Great is Thy Faithfulness.
It is Well With My Soul.
How Great Is Our God.
Bless the Lord, O My Soul.
I sang until I had no songs left. And then, I cried.
"God, what can I sing over him now?"
You've never been anything but faithful.
You've never been anything but good.
You've never been anything but beautiful, so beautiful.
You've never been anything but loving.
You've never been anything but kind.
You've never been anything but wonderful, so wonderful.
The words began to pour from my heart - written by the Father when I needed the most. I clung to each syllable and savored the promise within them. I knew that - no matter what - even if...I'd be okay. God would be faithful. He would be good. He would love me through it. He would meet me with His kindness.
Hope that night wasn't loud.
It was as soft as a lullaby.
But it was as strong as a lion and as steady as seasoned love.

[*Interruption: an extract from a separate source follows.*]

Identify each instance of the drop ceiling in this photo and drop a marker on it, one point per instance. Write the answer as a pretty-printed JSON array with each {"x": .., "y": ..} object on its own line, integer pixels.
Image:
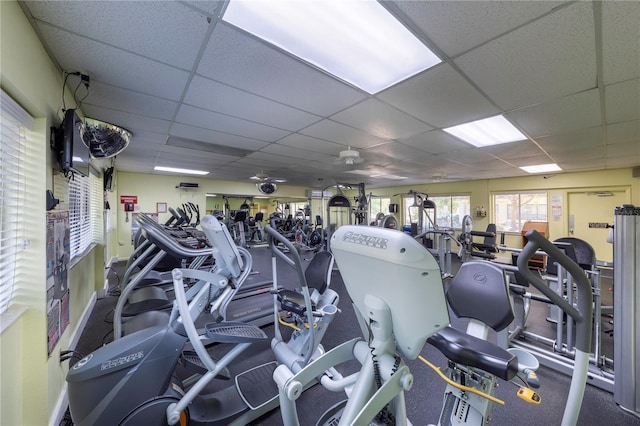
[{"x": 198, "y": 93}]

When I recorded the song years later on my album, "Uncaged," I had planned to add instruments. After hearing the origin of the song, my producer asked, "Would you be willing to just sit at a piano and take us back to that room with you? Just sing it from your heart." As you listen, you will hear the creak in the old chair I sat on, the sniff that I tried to hide as the tears ran freely, the hoarseness of a tired voice, and I pray - above all - you will hear HOPE.
Hope loud like a resounding gong.
And hope soft like the whisper of a friend.
Hope that is anchored in God's character.
And hope that refuses to be lost when, in Him, it can be FOUND.